Singapore’s Inland Revenue Authority of Singapore (IRAS) has introduced FormSG for Waiver of Shareholding Test Applications, alongside updated guidance on the treatment of Unutilised Items, including capital allowances, trade losses, and donations.

Unutilised items arise in a Year of Assessment (YA) where a company has insufficient income to fully utilise deductions. Companies may manage these amounts through three mechanisms: carry-forward to future YAs, carry-back relief to the immediate preceding YA (capped at SGD 100,000 for capital allowances and trade losses), or transfer under Group Relief to related entities.

Under existing rules, unutilised capital allowances and trade losses may be carried forward indefinitely, while unutilised donations are limited to a carry-forward period of up to five YAs. To qualify for carry-forward, companies must generally satisfy the shareholding test, which requires at least 50% commonality in shareholders and their shareholdings between relevant dates. In addition, a same business test applies to unutilised capital allowances.

IRAS confirmed that companies may apply for a waiver of the shareholding test for unutilised trade losses and unutilised capital allowances where changes in ownership are due to genuine commercial reasons and not for the purpose of deriving any tax benefit or obtaining any tax advantage. Other qualifying circumstances include nationalisation, privatisation of a government-owned enterprise, or where the stocks of the company or its holding parent company are publicly listed and traded on a recognised Stock Exchange.

Applications for such waivers must now be submitted via FormSG.

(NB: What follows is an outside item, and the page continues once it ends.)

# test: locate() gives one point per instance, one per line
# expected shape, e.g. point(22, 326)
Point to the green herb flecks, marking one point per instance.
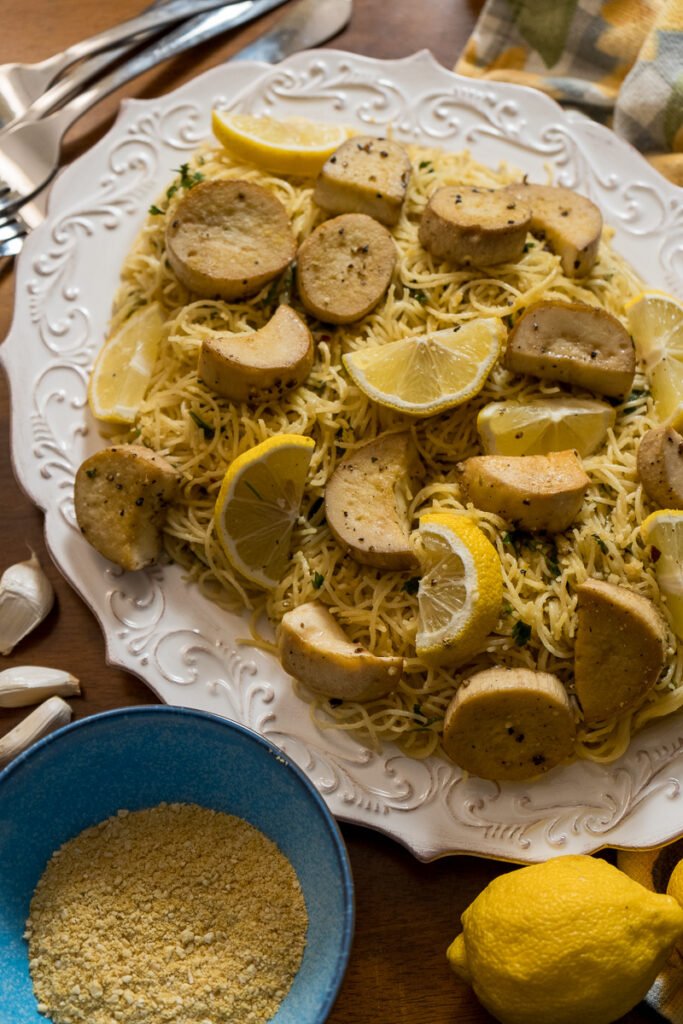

The updated guidance also reiterates the prescribed order of deduction when offsetting unutilised items against current year income. Companies must first deduct unutilised capital allowances (from the earliest YA), followed by current year capital allowances, unutilised trade losses (earliest first), unutilised donations (within the five-year limit), and finally current year donations.

For compliance, companies are required to disclose amounts brought forward and carried forward in their Corporate Income Tax Return, with supporting tax computations detailing claims and remaining balances.